Natsumeku beschreibt unser Leben gerade sehr treffend: Wir bekommen einen Vorgeschmack auf den heißen Sommer in Japan. Die Temperaturen steigen seit Wochen und mit ihnen die Luftfeuchtigkeit.
Spaziergänge in die Nachbarschaft
Da viele Sehenswürdigkeiten und andere interessante Plätze corona-bedingt noch geschlossen hatten, nutzten wir die vergangenen Wochenenden, um die Stadtteile Tokyos zu Fuß zu erkunden.

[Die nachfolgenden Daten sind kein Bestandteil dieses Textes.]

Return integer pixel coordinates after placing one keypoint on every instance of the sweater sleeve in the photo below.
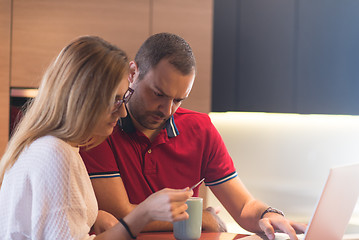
(47, 194)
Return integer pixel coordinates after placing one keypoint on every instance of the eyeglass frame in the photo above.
(126, 97)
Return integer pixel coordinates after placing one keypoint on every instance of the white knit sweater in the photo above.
(47, 194)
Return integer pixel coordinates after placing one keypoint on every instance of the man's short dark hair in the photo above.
(165, 45)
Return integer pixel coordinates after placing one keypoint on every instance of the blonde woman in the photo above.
(45, 191)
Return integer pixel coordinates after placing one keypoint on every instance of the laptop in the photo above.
(335, 206)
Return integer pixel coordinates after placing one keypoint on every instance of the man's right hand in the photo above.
(211, 221)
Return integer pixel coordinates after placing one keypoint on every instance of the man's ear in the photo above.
(133, 72)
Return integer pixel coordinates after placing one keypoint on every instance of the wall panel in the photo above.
(5, 26)
(193, 21)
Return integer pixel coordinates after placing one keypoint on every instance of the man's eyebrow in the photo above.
(164, 94)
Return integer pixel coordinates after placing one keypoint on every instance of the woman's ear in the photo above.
(133, 72)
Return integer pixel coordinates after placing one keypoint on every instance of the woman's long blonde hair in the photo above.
(77, 88)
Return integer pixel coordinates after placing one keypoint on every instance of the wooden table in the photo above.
(204, 236)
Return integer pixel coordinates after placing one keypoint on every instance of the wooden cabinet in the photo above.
(42, 28)
(5, 29)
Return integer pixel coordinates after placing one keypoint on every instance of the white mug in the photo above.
(191, 228)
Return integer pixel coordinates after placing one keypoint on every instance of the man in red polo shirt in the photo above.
(161, 145)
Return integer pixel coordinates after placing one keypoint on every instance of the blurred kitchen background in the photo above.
(288, 70)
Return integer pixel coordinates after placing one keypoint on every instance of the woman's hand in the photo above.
(104, 221)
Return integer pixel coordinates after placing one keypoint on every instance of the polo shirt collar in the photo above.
(127, 125)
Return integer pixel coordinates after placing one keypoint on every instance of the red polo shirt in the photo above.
(188, 149)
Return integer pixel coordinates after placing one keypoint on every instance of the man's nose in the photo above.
(166, 107)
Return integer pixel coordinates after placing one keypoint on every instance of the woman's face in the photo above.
(109, 119)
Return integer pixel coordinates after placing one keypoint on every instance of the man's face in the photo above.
(158, 95)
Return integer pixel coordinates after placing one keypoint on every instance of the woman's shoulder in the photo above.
(47, 152)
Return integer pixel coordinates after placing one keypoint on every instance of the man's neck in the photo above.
(151, 134)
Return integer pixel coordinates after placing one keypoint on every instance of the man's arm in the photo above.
(247, 211)
(112, 197)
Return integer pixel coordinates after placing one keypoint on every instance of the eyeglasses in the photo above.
(119, 101)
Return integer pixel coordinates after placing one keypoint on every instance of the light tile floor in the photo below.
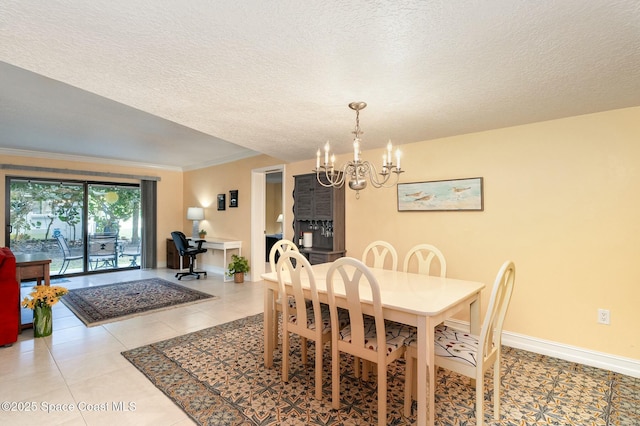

Während wir beim Yamathon Tokyo einmal umrundeten und damit von "außen" betrachteten, musste nun das Innere erforscht werden.
Die zentrale Lage unserer Wohnung im Stadtviertel Akasaka nutzend, machten wir uns in ausgedehnten Spaziergängen auf den Weg in die verschiedenen Himmelsrichtungen. Denn in 1 bis 3 Stunden kann man von unserem Zuhause aus eigentlich jede Haltestelle der Yamanote Line, die ja in gewisser Weise die Außengrenzen des Stadtkerns Tokyos markieren, erlaufen.
Richtung Westen
Der Weg nach Westen führt einen relativ schnell zum Friedhof Aoyama, der den Spitznamen "Prominentenfriedhof" trägt, da hier einige historisch und kulturell wichtige Persönlichkeiten ihre letzte Ruhe gefunden haben – vor allem während der Meiji-Epoche. In einem der Gräber liegt zum Beispiel Professor Hidesaburo begraben, das Herrchen des treuen Hundes Hachiko.
Aoyama ist ein wunderschöner Friedhof mit alten Gräbern, die ich als wabi sabi beschreiben würde, und verwachsener Natur, aber auch breiten Wegen zum Flanieren. Umgeben von Hochhäusern nur eine von vielen grünen Oasen in mitten der Großstadt Tokyos.
Geht man von hier aus weiter gen Westen, trifft man auf den Yoyogi Park, zu dessen Gelände der berühmte Meiji Schrein gehört, den wir bereits in unserer ersten Woche in Tokyo besucht hatten. Der Park ist ein wunderbarer Ort zum Picknicken und Frisbee spielen. Zwischen Shinjuku und Shibuya gelegen, ist er aus allen Richtungen gut erreichbar und auch nicht weit von meiner Sprachschule entfernt, weshalb er sich zum üblichen Treffpunkt mit meinen Mitschülern für einen gemütlichen Nachmittag im Park entwickelt hat.
Richtung Norden
Richtung Norden durchquert man den Ortsteil, in dem wir leben: Akasaka [jap. 赤坂 = "roter Hang"]. Unsere Wohnung liegt im südlichstem Teil Akasakas, an den direkt das Viertel Roppongi [jap. 六本木 = "sechs Bäume"] anschließt. Beide Stadtteile zählen zum Bezirk Minato [jap. 港 = „Hafen“], einer der insgesamt 23 Bezirke Tokyos.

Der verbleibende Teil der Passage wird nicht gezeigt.